Net Promoter Score, also known as NPS: We all know it, we all use it and we all (mostly) love it. I understand why: it’s a reliable and consistent way to gauge current customers’ satisfaction. Most of all, it provides a great benchmark to help your team identify and prioritize improvements to products and services.

But if you’re using NPS to assess brand equity and guide your brand-building decisions, there are five (of many) reasons why I encourage you to think again:

Reason 1: NPS doesn’t connect to tangible business outcomes

To calculate NPS score, brands send out a survey asking consumers a single question: “On a scale from 0-10, how likely would you be to recommend to a friend?” By design, NPS helps executive leaders understand the ratio of brand “promoters” versus brand “detractors,” which is incredibly helpful if you’re trying to understand current positioning and benchmark against competitors. However, NPS doesn’t connect to business outcomes like revenue and enterprise value. We used BERA’s predictive brand tech platform to calculate whether there was a connection between NPS improvements, revenues and stock prices.

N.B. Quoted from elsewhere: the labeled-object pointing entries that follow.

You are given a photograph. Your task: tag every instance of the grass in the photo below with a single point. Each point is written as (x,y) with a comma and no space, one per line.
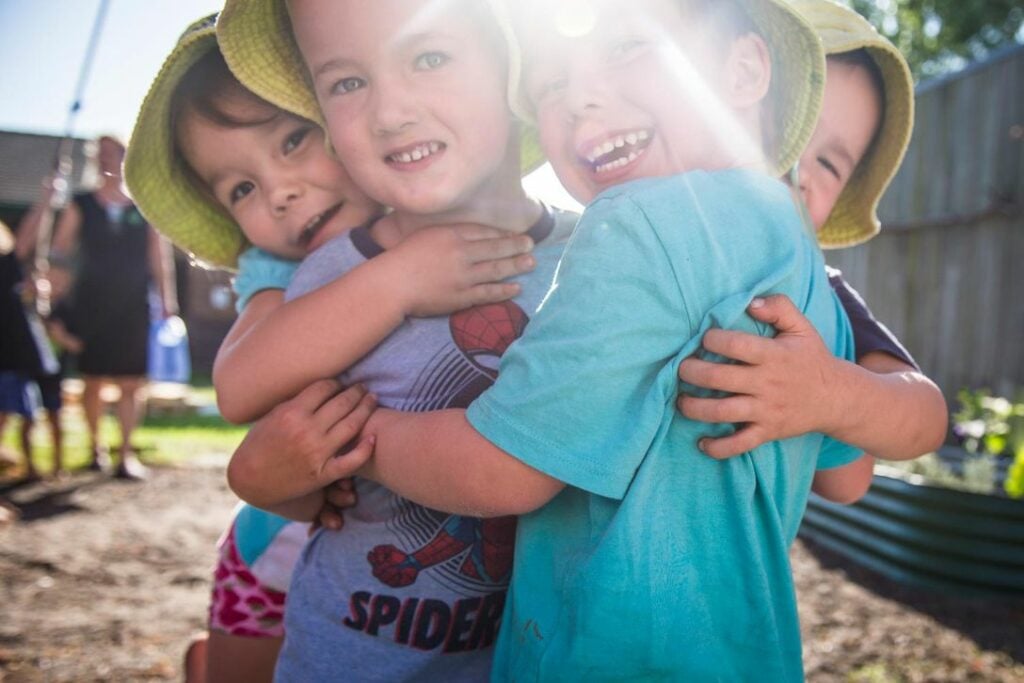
(162,439)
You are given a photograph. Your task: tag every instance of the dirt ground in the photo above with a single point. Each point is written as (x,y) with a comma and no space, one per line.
(107,581)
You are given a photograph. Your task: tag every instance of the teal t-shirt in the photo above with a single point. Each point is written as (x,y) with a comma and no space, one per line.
(656,562)
(260,270)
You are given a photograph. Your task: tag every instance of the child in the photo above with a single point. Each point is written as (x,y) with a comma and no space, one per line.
(25,354)
(863,130)
(208,158)
(639,558)
(416,105)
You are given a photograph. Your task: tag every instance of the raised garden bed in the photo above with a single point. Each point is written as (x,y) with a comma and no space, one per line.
(937,538)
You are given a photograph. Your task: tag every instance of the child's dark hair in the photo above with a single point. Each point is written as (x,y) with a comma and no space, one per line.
(206,90)
(861,58)
(728,20)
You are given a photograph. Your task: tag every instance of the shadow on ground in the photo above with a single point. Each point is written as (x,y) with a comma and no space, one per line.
(984,620)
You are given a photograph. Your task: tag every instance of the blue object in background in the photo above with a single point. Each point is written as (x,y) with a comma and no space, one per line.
(169,359)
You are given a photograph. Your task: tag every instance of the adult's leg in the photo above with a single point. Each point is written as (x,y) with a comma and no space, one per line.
(56,437)
(93,411)
(238,658)
(129,411)
(30,467)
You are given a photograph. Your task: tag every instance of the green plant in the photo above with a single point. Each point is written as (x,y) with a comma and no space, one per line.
(992,427)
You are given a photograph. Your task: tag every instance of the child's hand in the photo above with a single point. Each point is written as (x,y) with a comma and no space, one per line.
(66,340)
(303,444)
(443,269)
(783,386)
(338,497)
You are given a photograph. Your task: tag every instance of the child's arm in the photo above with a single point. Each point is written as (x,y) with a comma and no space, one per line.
(435,270)
(792,385)
(288,458)
(438,460)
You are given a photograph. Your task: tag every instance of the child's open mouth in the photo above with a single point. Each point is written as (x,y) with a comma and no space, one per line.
(415,154)
(315,223)
(617,152)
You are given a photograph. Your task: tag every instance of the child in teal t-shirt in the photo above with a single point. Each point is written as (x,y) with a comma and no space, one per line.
(638,557)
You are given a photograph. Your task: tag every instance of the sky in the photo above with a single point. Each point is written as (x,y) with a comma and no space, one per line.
(43,44)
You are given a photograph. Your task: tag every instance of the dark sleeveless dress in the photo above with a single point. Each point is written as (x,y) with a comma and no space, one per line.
(110,300)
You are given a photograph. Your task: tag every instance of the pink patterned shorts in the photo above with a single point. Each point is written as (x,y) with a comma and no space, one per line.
(241,605)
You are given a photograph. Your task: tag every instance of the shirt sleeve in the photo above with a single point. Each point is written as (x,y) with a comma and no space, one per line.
(260,270)
(868,334)
(836,454)
(582,394)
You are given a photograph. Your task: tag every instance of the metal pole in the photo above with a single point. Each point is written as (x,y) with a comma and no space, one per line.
(62,172)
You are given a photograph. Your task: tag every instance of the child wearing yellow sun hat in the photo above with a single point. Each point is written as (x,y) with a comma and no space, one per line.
(849,217)
(861,135)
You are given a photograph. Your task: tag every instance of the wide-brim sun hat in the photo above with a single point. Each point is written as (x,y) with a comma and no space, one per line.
(157,178)
(259,47)
(854,219)
(797,81)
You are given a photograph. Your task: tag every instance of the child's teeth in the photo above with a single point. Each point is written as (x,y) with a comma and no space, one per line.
(419,153)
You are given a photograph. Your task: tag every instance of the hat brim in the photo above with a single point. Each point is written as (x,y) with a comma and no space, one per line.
(155,176)
(854,218)
(258,44)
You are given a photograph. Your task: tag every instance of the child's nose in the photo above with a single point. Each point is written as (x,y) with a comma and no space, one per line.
(393,107)
(284,195)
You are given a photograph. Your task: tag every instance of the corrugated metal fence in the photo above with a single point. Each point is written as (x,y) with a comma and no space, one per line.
(947,272)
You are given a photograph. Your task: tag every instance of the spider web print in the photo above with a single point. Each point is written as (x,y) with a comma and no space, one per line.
(416,525)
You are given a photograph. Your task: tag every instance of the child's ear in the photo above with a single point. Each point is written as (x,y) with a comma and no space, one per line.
(748,71)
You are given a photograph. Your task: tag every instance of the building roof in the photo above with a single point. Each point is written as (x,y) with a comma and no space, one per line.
(27,158)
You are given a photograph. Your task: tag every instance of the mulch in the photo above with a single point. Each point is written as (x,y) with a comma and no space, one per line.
(107,581)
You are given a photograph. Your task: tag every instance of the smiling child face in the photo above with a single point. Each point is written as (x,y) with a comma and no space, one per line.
(625,91)
(274,178)
(851,114)
(414,95)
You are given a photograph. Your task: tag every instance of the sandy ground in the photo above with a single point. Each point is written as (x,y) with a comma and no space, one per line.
(107,581)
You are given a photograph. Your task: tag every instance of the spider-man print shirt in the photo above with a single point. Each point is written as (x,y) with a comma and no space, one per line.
(404,592)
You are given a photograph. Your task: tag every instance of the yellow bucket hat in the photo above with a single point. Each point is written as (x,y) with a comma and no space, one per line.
(854,219)
(259,46)
(797,84)
(159,183)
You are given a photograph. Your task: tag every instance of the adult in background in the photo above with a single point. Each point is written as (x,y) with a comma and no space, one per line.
(117,256)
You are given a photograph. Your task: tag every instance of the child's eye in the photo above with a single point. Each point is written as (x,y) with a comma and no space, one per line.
(240,191)
(625,48)
(430,60)
(828,166)
(347,85)
(295,139)
(548,88)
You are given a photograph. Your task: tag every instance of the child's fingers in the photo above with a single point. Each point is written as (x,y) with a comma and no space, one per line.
(503,247)
(338,407)
(477,231)
(779,311)
(717,376)
(340,499)
(499,269)
(346,464)
(331,518)
(489,293)
(348,426)
(737,345)
(733,409)
(745,439)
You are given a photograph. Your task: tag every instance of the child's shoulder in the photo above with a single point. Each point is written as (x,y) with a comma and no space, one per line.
(326,264)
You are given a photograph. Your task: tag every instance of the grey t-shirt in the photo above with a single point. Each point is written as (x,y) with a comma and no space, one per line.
(404,592)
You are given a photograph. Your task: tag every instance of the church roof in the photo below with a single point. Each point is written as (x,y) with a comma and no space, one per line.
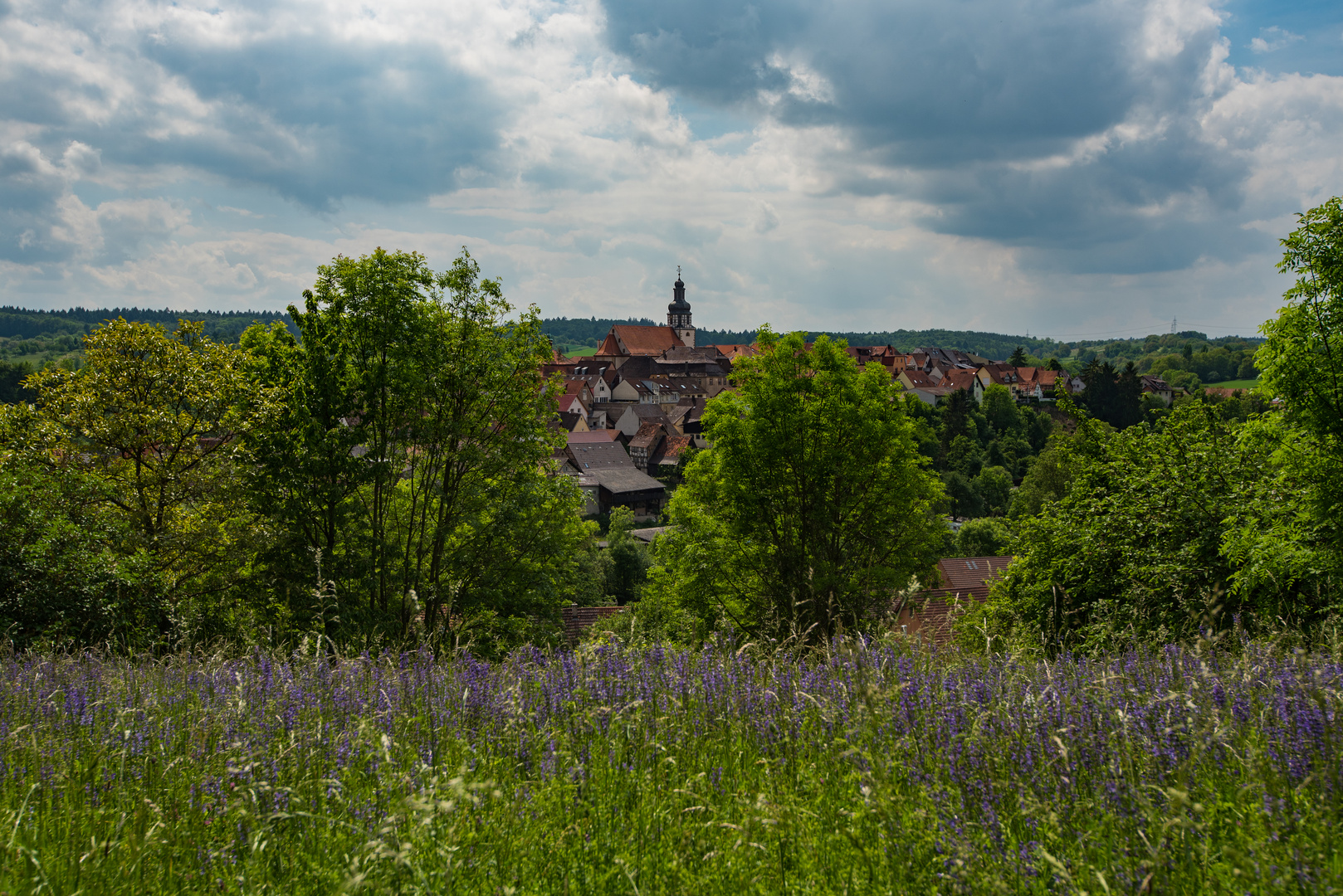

In short, we found a negative correlation between NPS and revenue and no correlation to enterprise value. 

Reason 2: NPS doesn’t illustrate brand positioning against direct (or indirect) competitors

The question used to drive NPS is one-dimensional, which means it offers one-dimensional results. Consumers’ responses are only tied to your individual brand; not how your brand measures against direct or indirect competitors.

For example, executive leaders Saks Fifth Avenue, for example, would get a lot of value from measuring brand strength against Neiman Marcus (a direct competitor) and Rent the Runway (an indirect competitor). These insights would help the Saks team get more context into consumer preferences and decision-making. It also would help the team understand how connected specific consumer demographics and even specific territories resonate with the brand versus other available options.

Reason 3: NPS only focuses on consumers who have actually purchased from the brand

There are many reasons why having a powerful brand is important, but building awareness and acquiring new customers are two of the most important. However, NPS only focuses on individuals who have actually purchased a product or service from your business, which means you have limited insight into your total addressable market. Even worse, you have zero understanding of how your potential customers perceive the brand and how likely they are to turn to you over other available options.

Reason 4: NPS scores leave out a sizable pool of consumers

NPS is an 11-point scale. Anyone who gives a score of 0-6, they are considered “detractors.” Those who give a 9 or 10 are “promoters.” Those in the middle, offering a score of 7 or 8, are “passives” and they are completely removed from the NPS calculation. That means NPS scores are calculated based on the input of your extreme brand fanatics and your most angry customers. Although passives may not currently feel strongly about your brand, this could be a great group to target for further nurturing.

Think about it: these consumers are almost promoters but may want to feel more connected to your brand. Conduct more pointed research within this group, and develop more targeted campaigns and offers for them. It is a concise and cost-effective way to strategically build your brand.

Reason 5: NPS scores could be “gamed”

Your NPS score is contingent on the number of responses you get. To drive your scores up, your marketing team may send a few more blast emails or reminder texts. Or maybe, your sales team will make a few more targeted calls to happy customers. This is just one way to game your NPS scores.

Some companies even coach associates and call center reps to take extra time to explain the scoring process to sway consumer responses. The only way you’re going to get authentic, accurate and meaningful data to build your brand is if you give consumers an open forum for sharing feedback.